25 février 2008
A Bordeaux qui rosit, Alain Juppé devra défendre son mandat de maire face au socialiste Alain Rousset, dopé par la victoire du PS aux législatives.L'ex-Premier ministre Alain Juppé (UMP) joue sa survie politique à Bordeaux et devra défendre son mandat de maire face à Alain Rousset, président du conseil régional qui, dopé par la victoire du PS aux législatives, tentera de faire basculer la capitale d'Aquitaine.
« Je sens un mouvement qui fait penser que l'alternance est possible à Bordeaux », assure Alain Rousset, déterminé à mettre « un brin de folie » dans le coeur de l'élégante capitale viticole dont les façades ont retrouvé blondeur et éclat sous le mandat d'Alain Juppé.

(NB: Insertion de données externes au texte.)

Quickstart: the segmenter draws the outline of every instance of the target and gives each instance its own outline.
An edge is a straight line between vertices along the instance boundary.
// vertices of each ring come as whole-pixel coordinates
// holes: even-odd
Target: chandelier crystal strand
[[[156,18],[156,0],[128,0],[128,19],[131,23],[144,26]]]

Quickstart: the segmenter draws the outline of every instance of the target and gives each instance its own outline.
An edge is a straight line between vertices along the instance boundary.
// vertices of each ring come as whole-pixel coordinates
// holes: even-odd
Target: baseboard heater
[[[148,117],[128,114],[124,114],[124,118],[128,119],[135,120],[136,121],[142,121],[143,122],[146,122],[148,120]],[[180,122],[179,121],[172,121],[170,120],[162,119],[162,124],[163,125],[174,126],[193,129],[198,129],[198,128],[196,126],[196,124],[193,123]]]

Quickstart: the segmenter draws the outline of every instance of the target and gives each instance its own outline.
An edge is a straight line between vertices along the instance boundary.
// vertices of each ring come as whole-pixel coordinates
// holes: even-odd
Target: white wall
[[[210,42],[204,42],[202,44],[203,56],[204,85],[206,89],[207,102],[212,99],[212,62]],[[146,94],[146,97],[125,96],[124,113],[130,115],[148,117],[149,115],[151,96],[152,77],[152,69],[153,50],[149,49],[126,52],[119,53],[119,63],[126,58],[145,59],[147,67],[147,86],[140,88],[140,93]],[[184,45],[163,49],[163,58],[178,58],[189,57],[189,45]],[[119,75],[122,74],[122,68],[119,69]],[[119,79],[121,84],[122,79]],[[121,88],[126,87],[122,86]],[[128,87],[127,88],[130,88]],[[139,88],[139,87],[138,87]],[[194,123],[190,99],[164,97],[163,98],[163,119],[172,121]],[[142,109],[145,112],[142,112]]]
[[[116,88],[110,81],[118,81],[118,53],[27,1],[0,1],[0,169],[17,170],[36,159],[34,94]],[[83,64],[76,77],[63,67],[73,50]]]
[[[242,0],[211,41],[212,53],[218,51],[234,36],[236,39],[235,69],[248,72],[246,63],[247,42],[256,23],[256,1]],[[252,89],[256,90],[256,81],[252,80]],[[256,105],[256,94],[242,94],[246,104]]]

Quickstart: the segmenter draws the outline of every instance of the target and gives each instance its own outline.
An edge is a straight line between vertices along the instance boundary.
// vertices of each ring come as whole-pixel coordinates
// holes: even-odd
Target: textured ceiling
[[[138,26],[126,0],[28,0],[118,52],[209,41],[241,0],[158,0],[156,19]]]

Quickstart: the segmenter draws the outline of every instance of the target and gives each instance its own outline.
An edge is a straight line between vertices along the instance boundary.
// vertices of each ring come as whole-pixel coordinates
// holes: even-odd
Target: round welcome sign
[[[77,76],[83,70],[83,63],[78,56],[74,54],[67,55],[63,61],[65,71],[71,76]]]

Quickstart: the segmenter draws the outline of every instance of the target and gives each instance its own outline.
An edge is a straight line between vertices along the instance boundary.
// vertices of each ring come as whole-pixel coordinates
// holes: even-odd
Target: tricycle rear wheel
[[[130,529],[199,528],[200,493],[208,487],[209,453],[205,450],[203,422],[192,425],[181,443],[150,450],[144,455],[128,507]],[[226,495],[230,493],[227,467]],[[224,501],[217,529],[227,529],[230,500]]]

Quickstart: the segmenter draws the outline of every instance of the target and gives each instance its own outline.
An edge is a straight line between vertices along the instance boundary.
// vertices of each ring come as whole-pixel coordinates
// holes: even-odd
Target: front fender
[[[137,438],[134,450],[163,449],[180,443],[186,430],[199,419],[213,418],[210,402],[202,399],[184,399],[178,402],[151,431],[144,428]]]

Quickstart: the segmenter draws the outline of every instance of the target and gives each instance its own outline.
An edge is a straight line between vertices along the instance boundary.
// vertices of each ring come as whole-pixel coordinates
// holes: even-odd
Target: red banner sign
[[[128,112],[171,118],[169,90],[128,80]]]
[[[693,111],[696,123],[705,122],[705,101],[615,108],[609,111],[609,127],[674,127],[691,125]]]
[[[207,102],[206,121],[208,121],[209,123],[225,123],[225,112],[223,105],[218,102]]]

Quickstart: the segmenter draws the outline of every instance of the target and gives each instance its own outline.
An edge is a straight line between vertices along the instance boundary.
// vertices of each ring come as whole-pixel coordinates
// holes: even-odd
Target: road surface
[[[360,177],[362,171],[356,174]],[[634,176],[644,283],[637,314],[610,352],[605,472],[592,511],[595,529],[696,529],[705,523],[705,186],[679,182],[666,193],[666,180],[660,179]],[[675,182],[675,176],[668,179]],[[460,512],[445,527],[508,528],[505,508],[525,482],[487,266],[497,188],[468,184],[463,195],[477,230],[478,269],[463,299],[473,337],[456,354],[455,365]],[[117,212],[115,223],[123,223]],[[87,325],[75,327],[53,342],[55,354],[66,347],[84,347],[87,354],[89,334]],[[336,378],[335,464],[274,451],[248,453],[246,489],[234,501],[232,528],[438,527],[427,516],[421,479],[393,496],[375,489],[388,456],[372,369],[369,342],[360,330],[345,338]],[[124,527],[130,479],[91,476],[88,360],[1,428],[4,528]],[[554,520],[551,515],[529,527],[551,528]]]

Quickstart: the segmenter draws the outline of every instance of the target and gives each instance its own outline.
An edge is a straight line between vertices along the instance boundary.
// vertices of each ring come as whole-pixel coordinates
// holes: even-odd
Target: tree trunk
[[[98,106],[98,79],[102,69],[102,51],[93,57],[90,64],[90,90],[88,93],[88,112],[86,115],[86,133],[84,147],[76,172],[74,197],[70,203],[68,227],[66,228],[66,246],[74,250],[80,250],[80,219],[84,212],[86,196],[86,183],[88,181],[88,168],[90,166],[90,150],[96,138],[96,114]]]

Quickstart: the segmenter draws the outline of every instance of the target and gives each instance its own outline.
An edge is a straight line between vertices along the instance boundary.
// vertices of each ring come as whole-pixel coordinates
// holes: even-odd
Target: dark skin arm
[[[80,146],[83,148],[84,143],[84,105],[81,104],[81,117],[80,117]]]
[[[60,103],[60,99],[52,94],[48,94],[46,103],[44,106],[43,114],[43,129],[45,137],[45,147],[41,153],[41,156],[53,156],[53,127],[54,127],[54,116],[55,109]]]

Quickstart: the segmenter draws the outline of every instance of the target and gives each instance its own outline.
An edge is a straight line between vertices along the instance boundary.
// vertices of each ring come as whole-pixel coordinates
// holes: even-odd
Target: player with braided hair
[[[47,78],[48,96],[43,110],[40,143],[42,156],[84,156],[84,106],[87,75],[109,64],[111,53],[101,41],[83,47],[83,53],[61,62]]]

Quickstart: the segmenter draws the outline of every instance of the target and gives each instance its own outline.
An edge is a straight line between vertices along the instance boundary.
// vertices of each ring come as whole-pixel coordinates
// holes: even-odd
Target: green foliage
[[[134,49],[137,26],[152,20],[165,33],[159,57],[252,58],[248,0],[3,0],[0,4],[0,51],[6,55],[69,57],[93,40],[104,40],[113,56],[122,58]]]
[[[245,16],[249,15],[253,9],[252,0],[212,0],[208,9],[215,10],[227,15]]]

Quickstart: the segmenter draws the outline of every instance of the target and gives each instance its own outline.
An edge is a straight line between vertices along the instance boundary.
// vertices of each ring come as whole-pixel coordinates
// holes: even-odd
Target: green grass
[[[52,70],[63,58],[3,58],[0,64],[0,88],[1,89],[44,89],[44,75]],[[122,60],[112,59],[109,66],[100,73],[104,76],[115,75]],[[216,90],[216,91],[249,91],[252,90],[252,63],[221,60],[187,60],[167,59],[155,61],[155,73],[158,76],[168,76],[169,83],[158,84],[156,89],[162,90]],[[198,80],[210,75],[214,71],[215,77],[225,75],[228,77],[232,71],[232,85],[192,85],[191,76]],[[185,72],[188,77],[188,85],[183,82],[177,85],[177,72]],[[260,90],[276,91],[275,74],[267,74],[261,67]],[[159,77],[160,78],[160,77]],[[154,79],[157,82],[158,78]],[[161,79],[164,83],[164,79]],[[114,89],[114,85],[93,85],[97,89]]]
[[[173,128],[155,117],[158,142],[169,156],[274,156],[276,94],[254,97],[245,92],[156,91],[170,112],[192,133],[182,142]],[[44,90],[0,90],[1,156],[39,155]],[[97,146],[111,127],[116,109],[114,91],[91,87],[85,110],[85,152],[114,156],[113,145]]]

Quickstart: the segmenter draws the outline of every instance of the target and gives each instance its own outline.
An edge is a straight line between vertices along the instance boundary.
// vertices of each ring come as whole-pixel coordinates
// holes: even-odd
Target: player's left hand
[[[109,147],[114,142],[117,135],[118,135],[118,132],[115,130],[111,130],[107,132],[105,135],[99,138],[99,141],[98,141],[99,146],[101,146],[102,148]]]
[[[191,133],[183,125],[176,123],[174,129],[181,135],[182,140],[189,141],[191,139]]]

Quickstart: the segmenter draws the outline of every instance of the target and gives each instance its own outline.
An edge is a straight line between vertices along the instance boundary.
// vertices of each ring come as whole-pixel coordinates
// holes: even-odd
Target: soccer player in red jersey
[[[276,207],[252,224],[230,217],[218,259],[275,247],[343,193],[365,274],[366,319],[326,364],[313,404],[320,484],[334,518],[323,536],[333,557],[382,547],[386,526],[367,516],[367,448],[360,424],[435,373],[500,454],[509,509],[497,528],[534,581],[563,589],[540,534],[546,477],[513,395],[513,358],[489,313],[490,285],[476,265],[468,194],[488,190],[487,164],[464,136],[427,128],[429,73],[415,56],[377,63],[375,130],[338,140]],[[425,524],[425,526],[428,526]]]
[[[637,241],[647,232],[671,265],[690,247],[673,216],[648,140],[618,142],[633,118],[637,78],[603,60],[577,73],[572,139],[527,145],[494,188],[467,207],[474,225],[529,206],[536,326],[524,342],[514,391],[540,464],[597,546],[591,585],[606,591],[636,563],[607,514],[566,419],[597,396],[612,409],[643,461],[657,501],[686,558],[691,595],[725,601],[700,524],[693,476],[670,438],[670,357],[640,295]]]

A gauche comme à droite, renouvellement, rajeunissement, diversité et ouverture sont à l'ordre du jour pour séduire un électorat qui a évolué. Selon Alain Juppé, la ville compte en effet 15.000 nouveaux habitants, depuis sa première élection comme maire de Bordeaux, en 1995. Il avait alors succédé à Jacques Chaban-Delmas régulièrement réélu depuis 1947.
Elu dès le premier tour
En octobre 2006, lors d'une élection municipale anticipée, Alain Juppé avait été porté aux commandes de la ville par 56,24 % des voix, dès le premier tour. Il avait alors face à lui le conseiller général PS Jacques Respaud (25,20 %), la liste des Verts menée par Pierre Hurmic ayant recueilli 10,30 %.
La ville a rosi
Alain Juppé était revenu à Bordeaux en conquérant, après un an passé à Montréal, à la suite de sa condamnation, en 2004, dans l'affaire des emplois fictifs du RPR à la mairie de Paris.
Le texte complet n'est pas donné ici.